Speaking of not having kids, I finished comedian Jen Kirkman’s book, “I Can Barely Take Care of Myself.” I wouldn’t say that the book “chronicles” her life as a child-free comic, because Jen doesn’t seem to have a sense of linear time or a preoccupation with ordering events. She writes stream-of-consciousness, which I enjoy. The book covers a bit about her upbringing and her early days in LA struggling to make it, but mostly it talks about the experience of being willfully childless, and all of the horrible things people are willing to say to you about that decision if you’re a woman. She’s tells abhorrent stories in a hilarious way, she’s personable, and I relate to her a lot, but as a willfully childless person myself, I reached the point a long time ago where rude, thoughtless comments don’t elicit an emotional reaction anymore. I just eke out a tight smile, endure the insults, and wait to roll my eyes until I walk away from the offender. When I was younger and in the process of planning a wedding, I was shocked and angered by the constant heckling and threats about how I would regret not having kids and how I would never know real love. I participated on a forum for the child-free, because I felt really isolated and needed the support of like-minded people.
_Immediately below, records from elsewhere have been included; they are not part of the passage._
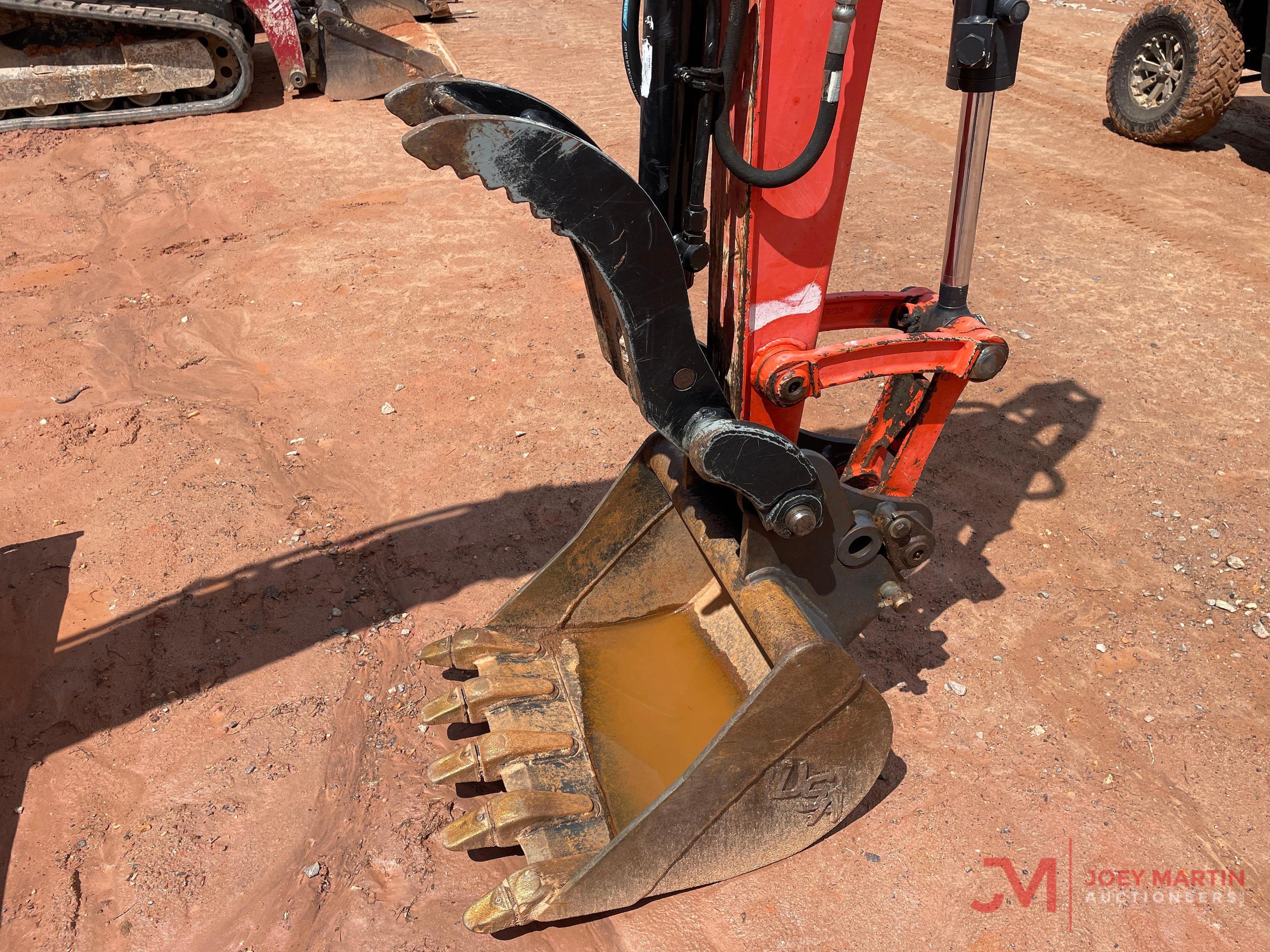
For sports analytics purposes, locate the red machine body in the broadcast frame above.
[242,0,305,89]
[710,0,1006,496]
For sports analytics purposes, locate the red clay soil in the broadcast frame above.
[0,0,1270,952]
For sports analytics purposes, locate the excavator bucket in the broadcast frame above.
[318,0,458,100]
[423,434,894,932]
[386,79,960,932]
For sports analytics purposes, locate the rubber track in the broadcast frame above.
[1106,0,1243,146]
[0,0,251,132]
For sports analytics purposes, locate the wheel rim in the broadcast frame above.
[1129,29,1186,109]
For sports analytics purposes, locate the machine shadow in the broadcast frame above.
[0,482,608,896]
[850,379,1102,694]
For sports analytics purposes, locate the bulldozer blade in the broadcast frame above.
[318,0,458,100]
[420,434,904,932]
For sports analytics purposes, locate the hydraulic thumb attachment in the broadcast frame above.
[386,79,824,536]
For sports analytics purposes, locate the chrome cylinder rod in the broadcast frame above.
[940,93,995,307]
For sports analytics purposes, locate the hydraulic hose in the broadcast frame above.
[721,0,856,188]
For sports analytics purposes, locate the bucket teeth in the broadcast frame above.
[428,731,573,783]
[441,789,596,849]
[420,628,538,671]
[464,857,591,933]
[422,677,555,724]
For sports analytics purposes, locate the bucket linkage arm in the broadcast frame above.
[386,79,824,536]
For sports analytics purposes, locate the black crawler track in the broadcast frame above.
[0,0,251,132]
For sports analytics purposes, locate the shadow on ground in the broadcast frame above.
[833,379,1102,694]
[0,482,608,896]
[0,381,1101,896]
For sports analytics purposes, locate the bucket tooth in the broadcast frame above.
[419,628,538,671]
[428,731,574,783]
[422,677,555,724]
[441,789,596,851]
[464,857,591,933]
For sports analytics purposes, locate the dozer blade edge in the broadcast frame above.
[422,434,894,932]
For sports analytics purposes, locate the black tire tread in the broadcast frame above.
[1106,0,1243,145]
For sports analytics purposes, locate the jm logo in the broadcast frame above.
[970,857,1058,913]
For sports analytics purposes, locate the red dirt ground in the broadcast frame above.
[0,0,1270,952]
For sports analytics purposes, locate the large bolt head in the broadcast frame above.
[785,503,817,536]
[992,0,1031,27]
[776,373,806,404]
[956,34,988,66]
[970,344,1010,383]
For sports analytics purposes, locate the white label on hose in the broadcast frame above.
[749,281,823,331]
[824,70,842,103]
[639,38,653,99]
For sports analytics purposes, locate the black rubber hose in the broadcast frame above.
[622,0,640,99]
[714,0,846,188]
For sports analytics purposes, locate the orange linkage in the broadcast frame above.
[752,288,1008,496]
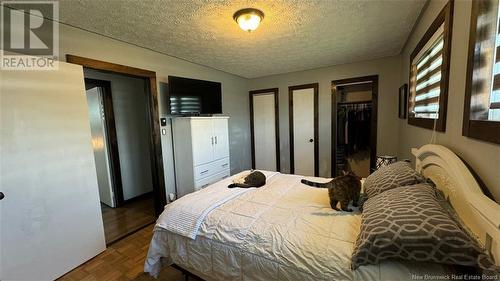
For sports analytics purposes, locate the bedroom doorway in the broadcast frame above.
[331,75,378,177]
[67,55,166,245]
[288,83,319,176]
[84,73,156,245]
[250,88,280,172]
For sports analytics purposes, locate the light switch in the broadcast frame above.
[160,118,167,127]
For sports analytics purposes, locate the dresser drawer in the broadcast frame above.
[194,169,229,191]
[194,157,229,181]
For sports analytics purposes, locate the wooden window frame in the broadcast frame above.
[408,0,453,132]
[462,1,500,144]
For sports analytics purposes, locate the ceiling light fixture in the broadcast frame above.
[233,8,264,32]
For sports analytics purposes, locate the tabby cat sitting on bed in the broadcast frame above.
[227,170,266,188]
[300,172,361,212]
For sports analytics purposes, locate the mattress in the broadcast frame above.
[145,174,450,280]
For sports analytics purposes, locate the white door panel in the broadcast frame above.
[252,93,277,171]
[213,118,229,160]
[292,88,317,176]
[0,62,106,280]
[191,119,215,166]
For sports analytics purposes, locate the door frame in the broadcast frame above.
[330,75,378,177]
[248,88,281,172]
[288,83,319,177]
[66,54,167,216]
[84,77,124,207]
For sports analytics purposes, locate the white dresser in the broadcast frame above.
[172,116,229,198]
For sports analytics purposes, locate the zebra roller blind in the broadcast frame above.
[408,1,453,132]
[409,25,444,119]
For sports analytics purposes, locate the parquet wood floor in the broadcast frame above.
[58,224,184,281]
[101,194,156,245]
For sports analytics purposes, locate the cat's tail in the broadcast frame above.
[300,179,327,188]
[227,183,253,188]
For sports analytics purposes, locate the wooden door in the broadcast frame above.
[0,62,106,280]
[289,84,319,176]
[250,88,280,171]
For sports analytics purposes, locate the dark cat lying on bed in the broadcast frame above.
[300,172,361,212]
[227,168,266,188]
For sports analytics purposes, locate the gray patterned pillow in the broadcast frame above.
[352,184,495,270]
[363,161,422,198]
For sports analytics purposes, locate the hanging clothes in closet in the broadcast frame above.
[336,102,372,172]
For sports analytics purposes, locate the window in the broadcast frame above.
[408,1,453,132]
[463,0,500,143]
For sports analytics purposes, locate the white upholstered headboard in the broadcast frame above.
[412,144,500,265]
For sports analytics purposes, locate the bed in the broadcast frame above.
[145,145,500,280]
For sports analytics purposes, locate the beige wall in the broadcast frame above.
[59,24,251,199]
[250,56,401,177]
[399,0,500,201]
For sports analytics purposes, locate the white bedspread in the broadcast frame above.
[156,171,277,239]
[145,173,450,281]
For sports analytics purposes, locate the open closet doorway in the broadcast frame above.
[68,56,166,245]
[331,75,378,177]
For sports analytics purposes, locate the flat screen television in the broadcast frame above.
[167,76,222,116]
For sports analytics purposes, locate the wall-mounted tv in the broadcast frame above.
[167,76,222,116]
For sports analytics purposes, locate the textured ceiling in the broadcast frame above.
[60,0,425,78]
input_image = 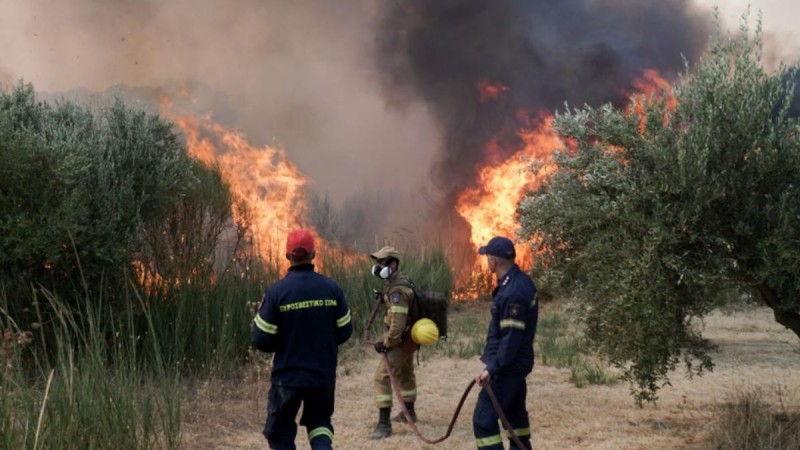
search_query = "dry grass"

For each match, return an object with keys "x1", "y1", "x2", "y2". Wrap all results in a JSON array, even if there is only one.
[{"x1": 183, "y1": 305, "x2": 800, "y2": 450}]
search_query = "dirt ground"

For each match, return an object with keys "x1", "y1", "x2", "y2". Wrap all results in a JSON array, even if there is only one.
[{"x1": 182, "y1": 308, "x2": 800, "y2": 450}]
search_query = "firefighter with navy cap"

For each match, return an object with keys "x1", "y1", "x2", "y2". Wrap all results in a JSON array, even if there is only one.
[
  {"x1": 472, "y1": 236, "x2": 539, "y2": 450},
  {"x1": 252, "y1": 230, "x2": 353, "y2": 450},
  {"x1": 370, "y1": 246, "x2": 417, "y2": 439}
]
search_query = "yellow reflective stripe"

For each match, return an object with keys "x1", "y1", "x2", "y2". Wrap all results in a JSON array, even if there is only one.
[
  {"x1": 500, "y1": 319, "x2": 525, "y2": 330},
  {"x1": 475, "y1": 434, "x2": 503, "y2": 447},
  {"x1": 254, "y1": 314, "x2": 278, "y2": 334},
  {"x1": 308, "y1": 427, "x2": 333, "y2": 442},
  {"x1": 400, "y1": 389, "x2": 417, "y2": 398},
  {"x1": 506, "y1": 428, "x2": 531, "y2": 437},
  {"x1": 336, "y1": 309, "x2": 351, "y2": 327}
]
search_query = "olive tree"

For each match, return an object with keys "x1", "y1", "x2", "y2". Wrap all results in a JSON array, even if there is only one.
[{"x1": 518, "y1": 21, "x2": 800, "y2": 404}]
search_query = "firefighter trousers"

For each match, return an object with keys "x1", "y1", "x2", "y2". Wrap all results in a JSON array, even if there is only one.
[
  {"x1": 373, "y1": 346, "x2": 417, "y2": 408},
  {"x1": 472, "y1": 375, "x2": 531, "y2": 450},
  {"x1": 264, "y1": 384, "x2": 336, "y2": 450}
]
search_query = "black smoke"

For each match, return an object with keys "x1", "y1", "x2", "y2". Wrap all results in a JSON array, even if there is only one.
[{"x1": 376, "y1": 0, "x2": 711, "y2": 204}]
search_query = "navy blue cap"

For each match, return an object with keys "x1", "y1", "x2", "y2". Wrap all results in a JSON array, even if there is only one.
[{"x1": 478, "y1": 236, "x2": 517, "y2": 259}]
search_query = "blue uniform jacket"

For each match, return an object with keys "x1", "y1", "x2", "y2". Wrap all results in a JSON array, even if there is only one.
[
  {"x1": 481, "y1": 264, "x2": 539, "y2": 376},
  {"x1": 252, "y1": 264, "x2": 353, "y2": 387}
]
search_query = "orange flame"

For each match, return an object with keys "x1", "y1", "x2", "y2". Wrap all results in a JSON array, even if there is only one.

I cried at the casual rudeness of strangers and questioned my mental health. And over time, it just stopped bothering me. I don’t take it personally anymore. I think not having kids was probably one of the best decisions I’ve made. I don’t know where Jen is at with it now, but I suspect at the time she wrote the book, she was still processing a lot of outrage and genuine hurt feelings over people’s reaction to her; primarily the accusation that she’s selfish (which is something I still hear all of the time about myself.) She takes down the ignorant in a savagely smart and funny way, but for me, reading it felt like revisiting a struggle I’ve long left behind. Still, it was totally worth a read, and I laughed out loud at least once per page, so I give it three typewriter ribbons.


--Kristen McHenry

1 comment:

masterpoethere@gmail.com said...

A brilliant post and a higher level of discourse and writing you use that I enjoy very much. PhD level is so much more fun to read than high school, you know!